The Industrial Estate Authority of Thailand (IEAT) said on Tuesday it had signed an agreement worth $1.33 billion with Gulf MPT LNG Terminal Co. to build the country’s third liquefied natural gas (LNG) import terminal.
The government said the project will bring more investment to the industrial east coast and boost economic growth in the area. Commercial operations for the project are slated to begin by 2025. Gulf MPT is a joint venture (JV) between a subsidiary of Gulf Energy with a 70% stake and a unit of Thailand state-owned energy major PTT with a 30% stake.
The deal includes the design and construction of the port and an LNG terminal with a regasification capacity of 5 million metric tons/year (mmty) in its first phase, and up to 10.8 mmty at a yet to be determined second phase, Gulf Energy said.
The disclosure comes as Thailand, southeast Asia’s second largest economy after Indonesia, faces gas production shortfalls at its offshore fields in the Gulf of Thailand, which accounts for most of the country’s gas output.
According to Thai government data, the country’s marketed natural gas production increased substantially for several years but peaked in 2014 at close to 1.5 Tcf (42.5 bcm). Other than a slight rebound in the first quarter of this year, natural gas output in Thailand has declined over the past five years.
Thailand has increasingly turned to LNG imports, revealing a much needed market for LNG producers looking to sign supply agreements as well as selling uncontracted volumes during the ongoing supply overhang of the fuel. In 2018, Thailand’s LNG imports increased 16% year/year amid domestic gas production declines and less pipeline gas imports from Myanmar, the government said.
PTT operates the country’s only LNG import facility, the Map Ta Phut LNG project, southeast Asia’s first LNG import terminal. It has a regasification capacity of 11.5 mmty. The company is also increasing loading facilities at the project.
PTT is also constructing the new Nong Fab LNG import terminal in Rayong. The terminal is expected to have a regasification capacity of 7.5 mmty and become operational by 2022. The company awarded an engineering, procurement and construction contract to a JV of Saipem and CTCI in June.

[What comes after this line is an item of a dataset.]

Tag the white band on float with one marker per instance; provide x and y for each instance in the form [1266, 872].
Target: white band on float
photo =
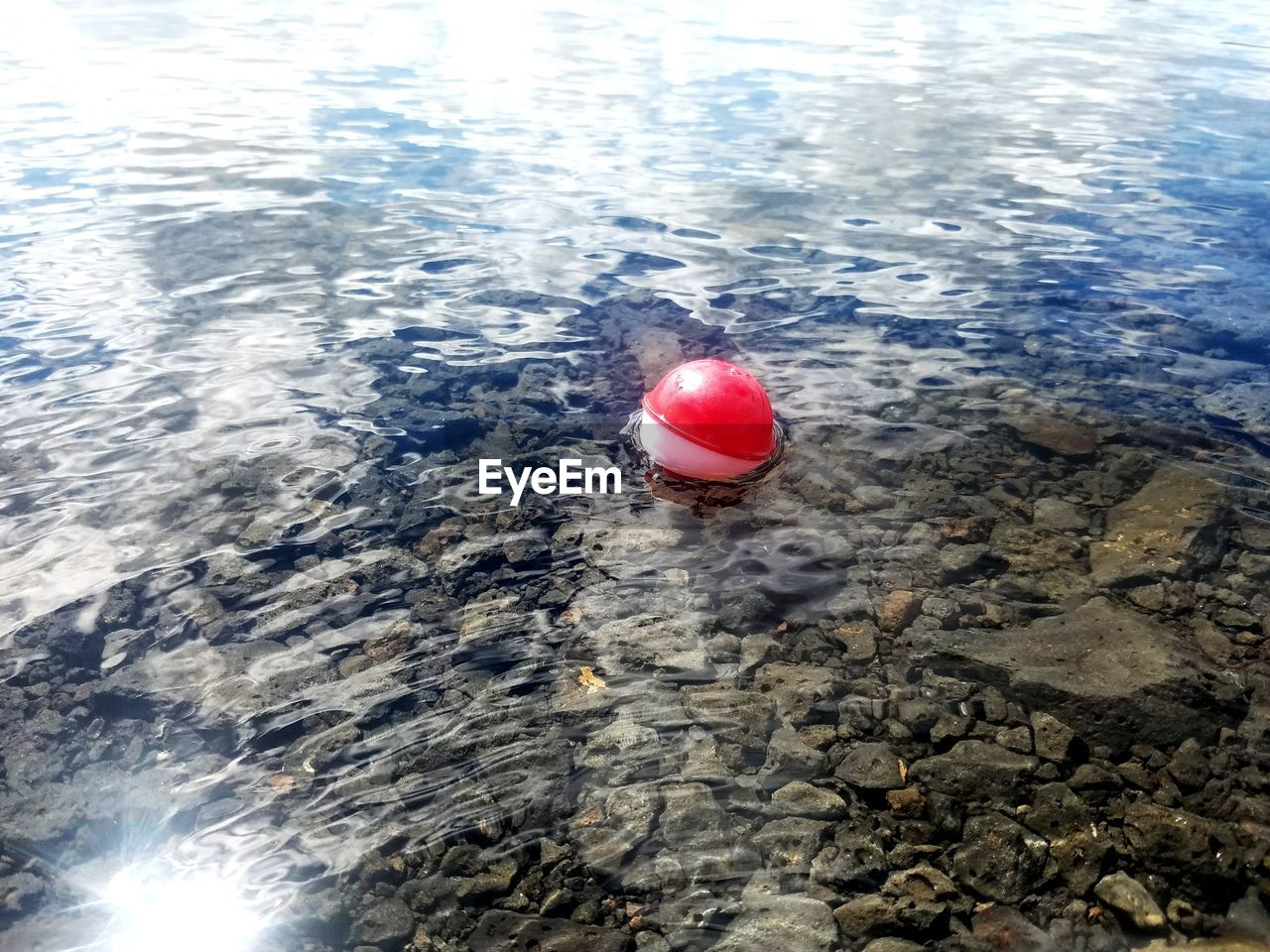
[686, 458]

State-owned EGAT’s planned 5 mmty floating storage and regasification unit in the Gulf of Thailand was put on hold in May by the country’s energy and planning office, which cited doubts about the volume of LNG matching utilization rates. Energy Minister Siri Jirapongphan said he was “concerned that once EGAT makes the massive LNG purchases, they cannot be fed to generate the power, resulting in a ‘take or pay’ situation.”